Seafarers’ charity Apostleship of the Sea (AoS) is helping Ukrainian seafarers establish contact with their families back home following the crisis in Crimea.
Some of the seafarers, who had been at sea for the past few weeks, only received news of the trouble when their ships came into port.
AoS’ Immingham port chaplain Fr. Colum Kelly met the Ukrainian crew of a coal bulker when it arrived at the port a few days ago. The 23 crew members had been at sea for over a month and only found out about the situation in Crimea after watching television.
“It came as a massive shock to them and needless to say they were very anxious and desperate to talk to their families back home. It became paramount that they establish contact with their loved ones as soon as possible,” said Fr. Colum.
Fr. Colum immediately set up connections to the internet so the men were able to speak with their families.
“They were all very relieved once that was done and found that their loved ones were safe.
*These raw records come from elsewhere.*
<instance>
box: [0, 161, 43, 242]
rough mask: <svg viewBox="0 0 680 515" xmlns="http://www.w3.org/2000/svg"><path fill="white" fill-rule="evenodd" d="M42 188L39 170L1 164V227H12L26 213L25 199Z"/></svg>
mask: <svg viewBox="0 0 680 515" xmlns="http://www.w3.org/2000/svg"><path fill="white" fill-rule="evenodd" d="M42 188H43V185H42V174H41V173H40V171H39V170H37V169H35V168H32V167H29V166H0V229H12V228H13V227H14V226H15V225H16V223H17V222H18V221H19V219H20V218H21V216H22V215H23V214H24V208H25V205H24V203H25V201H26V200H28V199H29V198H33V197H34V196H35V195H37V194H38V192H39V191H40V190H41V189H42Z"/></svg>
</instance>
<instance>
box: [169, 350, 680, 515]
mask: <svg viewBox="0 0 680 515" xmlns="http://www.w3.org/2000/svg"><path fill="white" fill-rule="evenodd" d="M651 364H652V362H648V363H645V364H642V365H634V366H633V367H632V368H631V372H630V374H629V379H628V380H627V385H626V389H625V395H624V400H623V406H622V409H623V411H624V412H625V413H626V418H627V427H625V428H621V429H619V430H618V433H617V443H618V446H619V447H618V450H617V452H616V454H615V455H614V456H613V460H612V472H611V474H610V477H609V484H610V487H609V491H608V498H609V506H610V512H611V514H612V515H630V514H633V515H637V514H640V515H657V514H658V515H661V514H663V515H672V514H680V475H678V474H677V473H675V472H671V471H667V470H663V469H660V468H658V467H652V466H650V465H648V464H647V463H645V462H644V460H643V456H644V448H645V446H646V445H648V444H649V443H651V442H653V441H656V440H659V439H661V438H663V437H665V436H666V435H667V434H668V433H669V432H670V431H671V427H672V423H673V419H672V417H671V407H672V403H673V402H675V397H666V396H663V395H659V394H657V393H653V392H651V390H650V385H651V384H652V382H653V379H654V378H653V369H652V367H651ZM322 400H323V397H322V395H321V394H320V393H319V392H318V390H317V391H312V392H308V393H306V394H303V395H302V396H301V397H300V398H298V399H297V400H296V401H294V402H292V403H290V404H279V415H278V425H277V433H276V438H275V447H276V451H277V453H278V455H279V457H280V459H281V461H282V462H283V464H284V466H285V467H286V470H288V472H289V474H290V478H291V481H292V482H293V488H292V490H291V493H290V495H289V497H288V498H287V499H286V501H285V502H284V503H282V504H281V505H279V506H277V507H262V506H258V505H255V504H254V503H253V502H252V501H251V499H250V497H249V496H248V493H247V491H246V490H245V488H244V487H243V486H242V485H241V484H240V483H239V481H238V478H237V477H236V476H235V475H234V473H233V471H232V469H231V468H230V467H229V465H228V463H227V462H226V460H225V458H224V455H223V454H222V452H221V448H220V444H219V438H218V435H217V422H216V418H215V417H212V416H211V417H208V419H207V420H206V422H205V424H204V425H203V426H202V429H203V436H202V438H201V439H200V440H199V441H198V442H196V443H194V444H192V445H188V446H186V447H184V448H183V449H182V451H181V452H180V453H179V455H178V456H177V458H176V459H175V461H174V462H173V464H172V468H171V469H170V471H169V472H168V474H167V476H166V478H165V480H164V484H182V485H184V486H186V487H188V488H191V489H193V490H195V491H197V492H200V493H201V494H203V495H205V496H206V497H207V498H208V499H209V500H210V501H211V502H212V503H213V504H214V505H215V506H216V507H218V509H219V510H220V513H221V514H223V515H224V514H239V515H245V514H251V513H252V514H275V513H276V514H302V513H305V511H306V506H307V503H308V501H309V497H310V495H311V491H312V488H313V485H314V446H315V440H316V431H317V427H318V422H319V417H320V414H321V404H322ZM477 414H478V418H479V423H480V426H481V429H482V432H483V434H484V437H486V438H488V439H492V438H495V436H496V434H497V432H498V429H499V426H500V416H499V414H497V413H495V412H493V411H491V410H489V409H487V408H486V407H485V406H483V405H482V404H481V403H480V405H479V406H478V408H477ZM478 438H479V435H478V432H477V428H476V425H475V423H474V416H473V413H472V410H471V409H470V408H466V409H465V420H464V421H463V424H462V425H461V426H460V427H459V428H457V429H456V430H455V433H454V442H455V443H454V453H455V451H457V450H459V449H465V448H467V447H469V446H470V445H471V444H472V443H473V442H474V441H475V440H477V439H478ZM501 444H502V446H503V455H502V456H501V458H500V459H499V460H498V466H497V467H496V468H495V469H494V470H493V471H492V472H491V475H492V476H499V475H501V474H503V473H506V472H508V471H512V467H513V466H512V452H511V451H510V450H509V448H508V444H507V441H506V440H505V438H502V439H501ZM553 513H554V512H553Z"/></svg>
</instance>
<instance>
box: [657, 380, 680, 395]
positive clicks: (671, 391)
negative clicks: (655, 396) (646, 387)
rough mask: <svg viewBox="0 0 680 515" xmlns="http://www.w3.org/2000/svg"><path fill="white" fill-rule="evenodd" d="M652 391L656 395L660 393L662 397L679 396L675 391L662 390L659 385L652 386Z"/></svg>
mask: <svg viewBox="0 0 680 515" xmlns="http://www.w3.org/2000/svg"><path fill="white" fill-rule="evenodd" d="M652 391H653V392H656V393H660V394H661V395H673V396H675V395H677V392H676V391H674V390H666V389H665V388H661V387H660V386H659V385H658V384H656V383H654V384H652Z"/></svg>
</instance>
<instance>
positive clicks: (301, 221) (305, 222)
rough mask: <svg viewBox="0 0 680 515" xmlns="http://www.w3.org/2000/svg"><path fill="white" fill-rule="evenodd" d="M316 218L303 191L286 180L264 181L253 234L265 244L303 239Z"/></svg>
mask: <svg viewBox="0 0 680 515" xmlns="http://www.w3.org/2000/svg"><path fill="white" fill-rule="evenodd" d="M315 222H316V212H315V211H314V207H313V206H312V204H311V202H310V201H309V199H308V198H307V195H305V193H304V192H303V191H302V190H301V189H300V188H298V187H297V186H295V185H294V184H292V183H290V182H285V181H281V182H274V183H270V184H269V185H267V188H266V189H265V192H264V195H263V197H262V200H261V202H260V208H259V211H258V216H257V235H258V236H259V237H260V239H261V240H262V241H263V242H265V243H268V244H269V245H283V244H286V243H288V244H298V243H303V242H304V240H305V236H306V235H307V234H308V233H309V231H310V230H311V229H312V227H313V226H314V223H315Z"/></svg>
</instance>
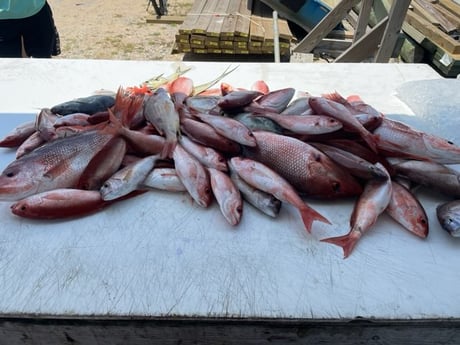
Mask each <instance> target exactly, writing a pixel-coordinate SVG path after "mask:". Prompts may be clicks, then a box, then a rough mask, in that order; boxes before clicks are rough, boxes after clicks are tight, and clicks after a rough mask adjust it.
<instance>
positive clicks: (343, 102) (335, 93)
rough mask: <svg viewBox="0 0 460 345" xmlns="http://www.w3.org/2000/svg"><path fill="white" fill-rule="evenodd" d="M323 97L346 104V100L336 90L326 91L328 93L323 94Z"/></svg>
mask: <svg viewBox="0 0 460 345" xmlns="http://www.w3.org/2000/svg"><path fill="white" fill-rule="evenodd" d="M323 97H325V98H327V99H329V100H331V101H334V102H337V103H340V104H346V103H347V102H348V101H347V100H346V99H345V98H344V97H343V96H342V95H341V94H339V93H338V92H337V91H335V92H332V93H328V94H324V95H323Z"/></svg>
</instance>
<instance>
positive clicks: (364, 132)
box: [361, 130, 378, 153]
mask: <svg viewBox="0 0 460 345" xmlns="http://www.w3.org/2000/svg"><path fill="white" fill-rule="evenodd" d="M361 138H362V139H363V140H364V141H365V142H366V144H367V146H369V148H370V149H371V150H372V151H374V153H378V149H377V143H376V141H377V136H375V135H374V134H372V133H371V132H369V131H367V130H365V131H363V133H362V134H361Z"/></svg>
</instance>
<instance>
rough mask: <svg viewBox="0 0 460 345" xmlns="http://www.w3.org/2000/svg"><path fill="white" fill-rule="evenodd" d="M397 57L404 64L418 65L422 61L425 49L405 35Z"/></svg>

It felt almost surreal as the crew were totally unaware of the extent of the crisis and only came to know after arriving in Immingham,” he said.
They are an estimated 39,000 Ukrainian seafarers worldwide, making the country a major supplier of seafarers.
Wojciech Holub, AoS’ port chaplain in Tilbury provided encouragement to the only Ukrainian seafarer who was onboard a Russian ship with a full Russian crew. The ship arrived at the port on Ash Wednesday.
“In times like these it is important to be ambassadors of reconciliation,” he said.